Keeping the oral history of burlesque alive is no easy task, yet an educational and inspiring one. Seeking out and contacting burlesque's subcultural characters that time has obscured is very much like a treasure hunt. What is revealed are gems of wisdom, experience, heartache and personal freedom. Our predecessors, our pioneers; the true blue iconoclasts.


To say that Liz Renay is fascinating is an understatement, she is a genuine renaissance woman. Liz Renay is a writer with three books under her tightly cinched belt, an accomplished painter, a burlesque star, an ex con, a humorist, an actress, a great great grand mother - an icon. If you are not familiar with Liz Renay I suggest the best place to begin is to go to your local video store and rent John Water's
Desperate Living, that's where I was first introduced to and hypnotized by Liz some 13 years ago. Her image was forever etched into my memory.

......I was telling you how I walked out with the kids in the middle of the night, with no money cuz he was the worst of all my marriages. I wanted to kill him so I wanted to get out of there before somebody handed me a gun and I blew him away!

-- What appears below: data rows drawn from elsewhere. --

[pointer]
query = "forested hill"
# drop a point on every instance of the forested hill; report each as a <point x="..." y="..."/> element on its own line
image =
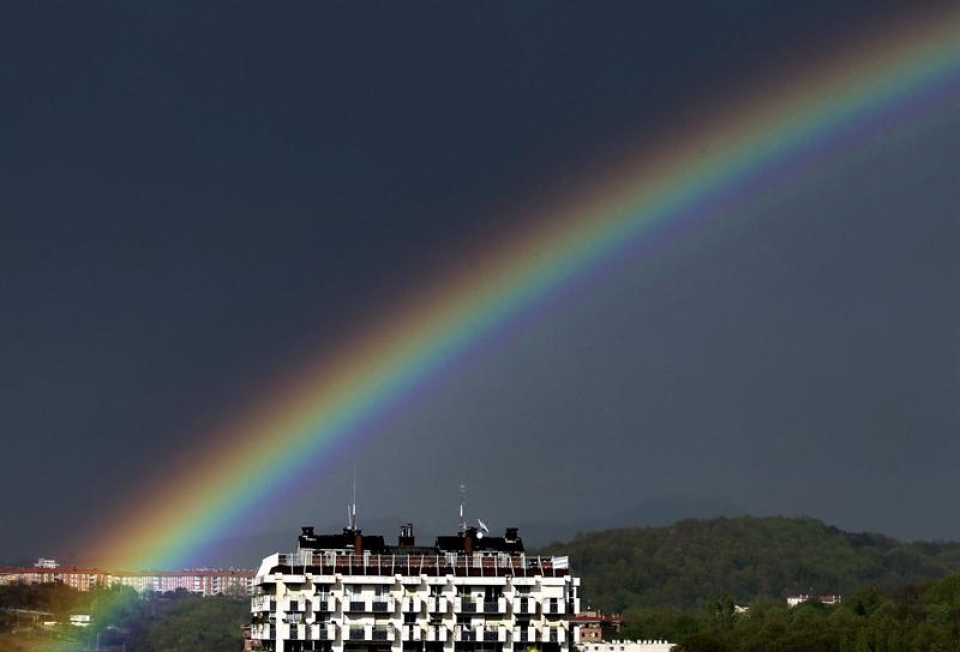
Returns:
<point x="683" y="564"/>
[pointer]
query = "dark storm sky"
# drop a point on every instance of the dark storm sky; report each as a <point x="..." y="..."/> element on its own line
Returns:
<point x="196" y="196"/>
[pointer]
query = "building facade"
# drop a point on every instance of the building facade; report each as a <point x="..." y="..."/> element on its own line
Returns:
<point x="206" y="582"/>
<point x="595" y="626"/>
<point x="351" y="592"/>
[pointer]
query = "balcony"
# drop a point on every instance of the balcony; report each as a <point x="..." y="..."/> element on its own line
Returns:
<point x="263" y="603"/>
<point x="524" y="635"/>
<point x="411" y="633"/>
<point x="493" y="635"/>
<point x="261" y="631"/>
<point x="410" y="605"/>
<point x="368" y="633"/>
<point x="554" y="608"/>
<point x="326" y="632"/>
<point x="292" y="631"/>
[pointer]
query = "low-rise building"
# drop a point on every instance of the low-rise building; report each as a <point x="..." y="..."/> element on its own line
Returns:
<point x="595" y="626"/>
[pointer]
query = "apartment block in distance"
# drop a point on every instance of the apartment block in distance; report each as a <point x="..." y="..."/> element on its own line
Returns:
<point x="470" y="592"/>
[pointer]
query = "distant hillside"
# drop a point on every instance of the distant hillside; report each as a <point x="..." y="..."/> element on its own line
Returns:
<point x="683" y="564"/>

So, anyway, I had to do something FAST, cuz I was there with no money, two kids in the hotel, no way to keep them. I needed a way out. I'd been to 52nd street, thought the acts seemed quite easy; I thought "I could put something together like that. But, I didn't have any money at all except this $20 bill. I was able to buy a little pair of panties, and a bra - black. I bought a whole bunch of colored ribbons and just strung the ribbons from the panties to the floor and then the only thing I had money left for was a piece of sheet music. In those days, it was like 80 cents. I also bought a thin, flimsy veil. I tied it around my face like a bandit. I bought the veil because I didn't think that I’d even want to show my face. I had no idea what the music was like; I'd never heard it. I was looking through the sheet music, and I came across one called "The Vagabond." That made sense because me and my 2 kids were like vagabonds, so I grabbed that.

I got to the club, and the wardrobe lady said "Oh, that costume's great." Everything was spilling over and pouring out and pooching out - it was WAY too small, but I was crammed into it somehow, with the ribbons flinging around. I was almost nude to begin with! I had to make up a name on the spot, so I said "Miss.......... Mystia, from the Far East! Well, the whole act was a mystery to me, and that's how I began on 52nd street.

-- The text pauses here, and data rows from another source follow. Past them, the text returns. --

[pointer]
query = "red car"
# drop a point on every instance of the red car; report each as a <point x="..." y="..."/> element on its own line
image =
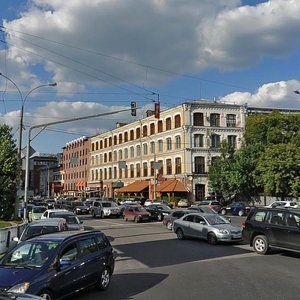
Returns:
<point x="136" y="213"/>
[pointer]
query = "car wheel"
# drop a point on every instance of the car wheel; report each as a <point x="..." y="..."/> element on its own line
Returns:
<point x="223" y="211"/>
<point x="180" y="234"/>
<point x="46" y="294"/>
<point x="169" y="225"/>
<point x="104" y="279"/>
<point x="261" y="244"/>
<point x="212" y="239"/>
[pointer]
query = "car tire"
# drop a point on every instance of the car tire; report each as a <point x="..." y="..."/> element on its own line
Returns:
<point x="104" y="280"/>
<point x="180" y="234"/>
<point x="261" y="244"/>
<point x="169" y="225"/>
<point x="46" y="294"/>
<point x="212" y="239"/>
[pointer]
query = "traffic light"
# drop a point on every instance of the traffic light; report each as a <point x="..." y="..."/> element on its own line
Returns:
<point x="133" y="108"/>
<point x="157" y="110"/>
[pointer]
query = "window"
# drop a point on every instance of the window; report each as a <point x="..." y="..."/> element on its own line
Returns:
<point x="169" y="144"/>
<point x="131" y="152"/>
<point x="177" y="142"/>
<point x="177" y="121"/>
<point x="138" y="150"/>
<point x="232" y="140"/>
<point x="198" y="119"/>
<point x="160" y="146"/>
<point x="198" y="140"/>
<point x="231" y="120"/>
<point x="168" y="124"/>
<point x="199" y="165"/>
<point x="169" y="166"/>
<point x="178" y="165"/>
<point x="152" y="128"/>
<point x="138" y="133"/>
<point x="138" y="170"/>
<point x="87" y="246"/>
<point x="131" y="135"/>
<point x="145" y="129"/>
<point x="215" y="141"/>
<point x="145" y="149"/>
<point x="159" y="126"/>
<point x="131" y="171"/>
<point x="152" y="148"/>
<point x="145" y="169"/>
<point x="215" y="120"/>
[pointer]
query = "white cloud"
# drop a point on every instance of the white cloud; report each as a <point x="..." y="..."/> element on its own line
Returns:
<point x="276" y="94"/>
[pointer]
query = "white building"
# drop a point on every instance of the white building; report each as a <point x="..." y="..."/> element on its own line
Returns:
<point x="181" y="144"/>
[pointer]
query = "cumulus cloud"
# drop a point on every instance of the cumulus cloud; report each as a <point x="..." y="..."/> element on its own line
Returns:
<point x="276" y="94"/>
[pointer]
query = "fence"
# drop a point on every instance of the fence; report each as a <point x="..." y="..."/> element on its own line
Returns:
<point x="7" y="234"/>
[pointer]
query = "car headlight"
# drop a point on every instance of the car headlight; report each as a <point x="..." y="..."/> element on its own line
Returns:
<point x="223" y="231"/>
<point x="20" y="288"/>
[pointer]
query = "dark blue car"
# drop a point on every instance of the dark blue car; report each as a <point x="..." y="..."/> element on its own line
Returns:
<point x="236" y="208"/>
<point x="57" y="265"/>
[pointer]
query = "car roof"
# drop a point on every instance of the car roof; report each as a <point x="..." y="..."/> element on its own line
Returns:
<point x="64" y="235"/>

Of course as time went on my acts got more elaborate, and they were just piling so much money and diamonds and jewels and minks, it just seemed silly to be working. So, I quit; I got married. The papers made a big thing about "Mickey Cohen's girlfriend marrying a millionaire" and everything. I mean, he did get a lot of publicity and that just turned him green. He hated to be connected with all these things. He lumped burlesque in the same category. I eventually got rid of him instead of my career.